My mom has never liked any colognes I like because they ‘bother my nose’, so I was flabbergasted when she got me this potpourri smelling stuff. I want to throw it away because it’s not what I want, but that’d be rude. In the last few months she’s done so much for me, a new battery, new fucking tires, and soon to be again a new rear tire.
I just want the things I want, fuck. Not some gay smelling cologne, seriously, it smells like bed bath and beyond. This is like when my grandma (dad’s mom RIP) called me from France and said she was going to get me a really nice cologne and gifted me a fucking dollar store “Our version of” cologne.
I remember looking at my mom and her just shaking her head saying “Just say you like it.”
I had to tell her that when I opened the box she gave me and smelled a cologne that’d seem better to refresh a women’s restroom than be dabbed behind my ears.
I’m ungrateful though. I remember one birthday, think I’d turned 7, I wanted toys like all the kids, you know?
Toys. Things I could play with, be entertained by. I got a book instead.
A nickelodeon book on how to make your own game show.

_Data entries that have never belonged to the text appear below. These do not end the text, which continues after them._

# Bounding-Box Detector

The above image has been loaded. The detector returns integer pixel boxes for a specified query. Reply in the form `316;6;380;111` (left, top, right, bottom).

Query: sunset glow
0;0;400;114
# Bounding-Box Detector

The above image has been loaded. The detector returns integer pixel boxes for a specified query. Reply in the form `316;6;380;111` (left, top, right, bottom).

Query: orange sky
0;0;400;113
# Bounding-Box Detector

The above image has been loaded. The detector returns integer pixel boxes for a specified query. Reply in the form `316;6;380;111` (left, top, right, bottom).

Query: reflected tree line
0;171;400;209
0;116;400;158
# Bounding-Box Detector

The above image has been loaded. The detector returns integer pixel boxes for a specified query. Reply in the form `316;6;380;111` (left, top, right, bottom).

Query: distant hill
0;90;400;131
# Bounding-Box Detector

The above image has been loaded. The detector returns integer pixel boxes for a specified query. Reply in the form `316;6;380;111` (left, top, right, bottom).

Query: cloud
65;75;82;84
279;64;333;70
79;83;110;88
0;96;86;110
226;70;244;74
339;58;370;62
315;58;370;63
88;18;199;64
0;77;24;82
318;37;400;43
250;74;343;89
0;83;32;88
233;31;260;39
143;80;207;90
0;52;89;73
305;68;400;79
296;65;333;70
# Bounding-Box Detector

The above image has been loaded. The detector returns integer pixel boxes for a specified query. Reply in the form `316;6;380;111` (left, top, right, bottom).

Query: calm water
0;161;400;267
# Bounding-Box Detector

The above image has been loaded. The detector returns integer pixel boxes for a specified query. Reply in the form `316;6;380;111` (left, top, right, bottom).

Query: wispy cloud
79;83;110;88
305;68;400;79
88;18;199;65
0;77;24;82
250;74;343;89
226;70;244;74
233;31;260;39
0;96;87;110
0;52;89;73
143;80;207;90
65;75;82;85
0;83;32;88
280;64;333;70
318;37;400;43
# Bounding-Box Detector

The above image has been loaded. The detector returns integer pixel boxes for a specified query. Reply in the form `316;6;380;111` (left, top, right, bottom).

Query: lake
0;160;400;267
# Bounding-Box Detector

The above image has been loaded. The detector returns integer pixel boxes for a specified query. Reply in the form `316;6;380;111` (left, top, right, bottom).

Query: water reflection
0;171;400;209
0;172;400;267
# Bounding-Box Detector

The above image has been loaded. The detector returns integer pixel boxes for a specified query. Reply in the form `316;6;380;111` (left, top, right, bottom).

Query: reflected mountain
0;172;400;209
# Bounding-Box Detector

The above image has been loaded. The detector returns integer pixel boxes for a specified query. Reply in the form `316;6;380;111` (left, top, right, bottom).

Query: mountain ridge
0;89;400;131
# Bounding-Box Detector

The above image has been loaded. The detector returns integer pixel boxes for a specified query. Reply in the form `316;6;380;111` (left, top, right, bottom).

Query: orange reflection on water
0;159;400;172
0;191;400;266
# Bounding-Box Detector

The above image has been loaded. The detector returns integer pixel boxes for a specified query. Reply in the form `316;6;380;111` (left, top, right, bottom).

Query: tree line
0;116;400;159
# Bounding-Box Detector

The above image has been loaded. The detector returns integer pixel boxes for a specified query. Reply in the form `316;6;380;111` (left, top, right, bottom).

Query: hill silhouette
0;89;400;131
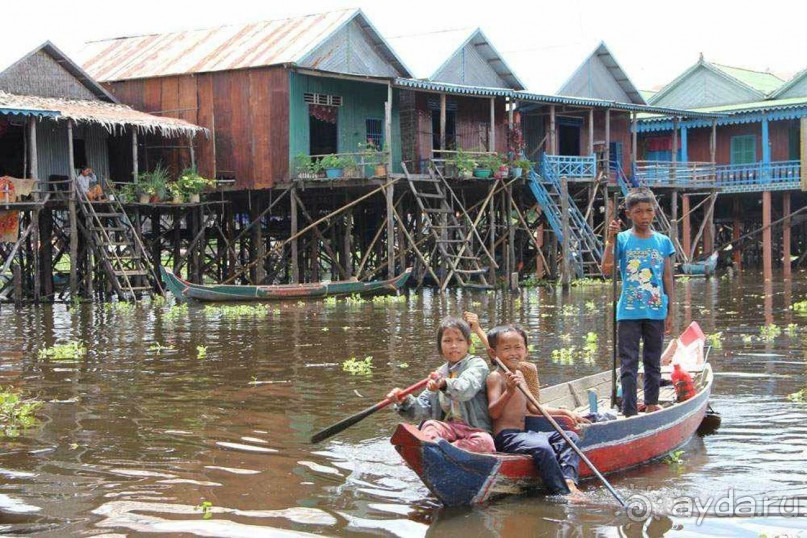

I remember not hiding my disdain with it and basically just tossing it on the seat next to me and pouting.
My mom looked at me and said how ungrateful I was, and to read the inside sleeve of the book.
She’d written something nice, I don’t remember it word for word, but it was heartfelt.
She deserved a better son but she got me instead.
My rear tire got a leak saturday after I’d been helping Jarrod run some errands since he’s without a car. Second time somethings happened to my car while helping that retard.
Maybe it’s a sign.
My brother and I don’t really get a long. Something about being a retarded entitled millenial who never got a hand raised to him as a child, so he doesn’t know what it is to have someone yell at you everyday to turn that light off, close that door, or don’t throw away eggshells in the house.
This is going to be a shitty week.
This is basically the first day I haven’t driven my car, they still have company over from another of their parties last night, and I need to get HIGH, FUCK.